Giovanna Graziano, presidente dell’Associazione Comunità ItaloSomala 1920-1960 aps commenta il caso di Silvia Romano così: «E’ facile associare l’abito che indossava Silvia al suo rientro in Italia con il terrorismo ma quelli non sono i nostri abiti. La Somalia è un Paese in guerra e quello non è Islam. Io sono cattolica, mia madre musulmana ma in casa mia esisteva il rispetto per tutte le religioni. Non è scritto in nessun testo sacro di uccidere in nome di Dio. E’ l’uso che ne facciamo delle religioni il vero problema. Manca l’istruzione, la conoscenza e il dialogo».
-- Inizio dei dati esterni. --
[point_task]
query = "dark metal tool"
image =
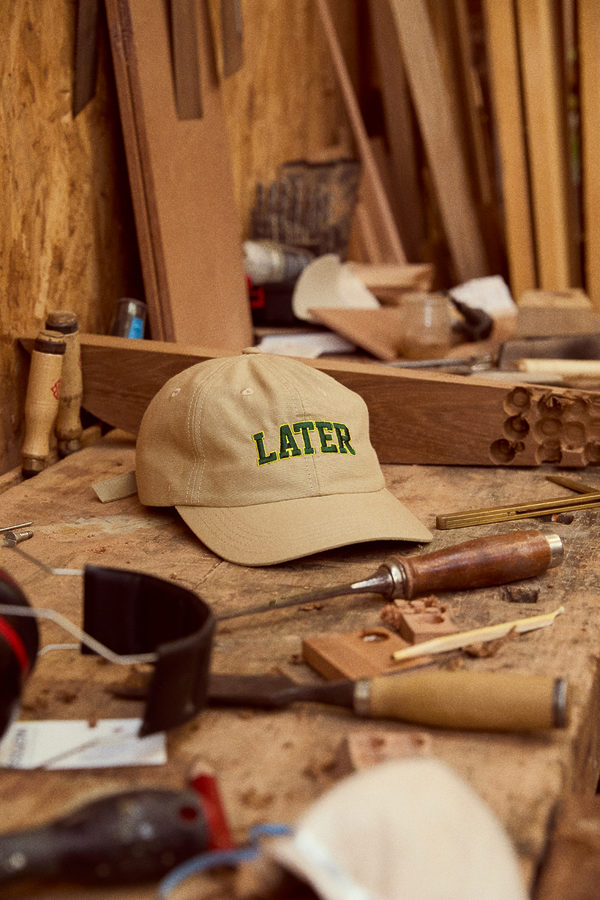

«Prima dello scoppio della guerra civile del 91, si potevano notare vari stili architettonici in armonia. La capitale era un piccolo centro cosmopolita. Molti non sanno che oltre ai Somali con varie etnie differenti, ci vivevano eritrei, yemeniti, etiopi, italiani, pakistani, egiziani, americani e altri abitanti provenienti da altre nazioni – sottolinea e continua – Mogadiscio oggi, si presenta devastata da 29 anni di guerra civile, dopo che con vari tentativi più o meno opinabili è stato cercato di mediare per la pace, prima dagli americani poi dagli italiani. Successivamente anche attraverso l’Etiopia e le truppe Africane Onu».
Riccardo Marvona, sales manager presso l’ azienda italiana Leonardo S.p.A. attiva nei settori della difesa, dell’aerospazio e della sicurezza dice: «Ho lavorato in diversi Paesi e sono ritornato in Somalia dopo 40 anni perché la compagnia ha voluto il ripristino di 8 aeroporti. L’obiettivo era quello di far tornare questa nazione quello che era in passato. Mia mamma è somala e questo era un riconoscimento nei confronti della mia madre terra, quindi delle miei origini. Volevo dare il mio supporto»
«Purtroppo, però, questo Paese ci ha perso. Noi italo-somali avremmo potuto rappresentare il post-colonialismo e il futuro della Somalia. Avevo più o meno 20 anni quando sono stato costretto a lasciare la mia terra. Dopo il colpo di Stato, infatti, sono venuto in Italia. Molti non ricordano il passato coloniale. La Somalia è un ex colonia italiana e chi conosce la storia, sa benissimo che quella non è la terra come la ricordo io quando ero piccolo».
«Lo Stato dovrebbe essere laico», dice Amin Nour, socio fondatore dell’associazione NIBI: Neri Italiani-Black Italians. Nato in Somalia, a Mogadiscio, durante la guerra civile ha assistito al genocidio di quasi tutta la sua famiglia. Nel 1991, all’età di 4 anni, è riuscito ad arrivare in Italia. «Molti somali conoscono bene la realtà dei gruppi terroristici che ancora oggi stanno distruggendo la Somalia. Molte madri hanno cercato di salvare i propri figli portandoli in Europa»
«Questi gruppi terroristici sono finanziati da tanti Stati interessati a destabilizzare la popolazione e molti si aggrappano alla religione per sopravvivere. Io sono agnostico ma nelle condizioni in cui si è trovata Silvia sarei diventato musulmano immediatamente»
«E’ vergognoso il modo in cui hanno gestito il suo rientro in Italia– e conclude – E’ stata salvata dai terroristi per ritrovarsi in pericolo a casa sua».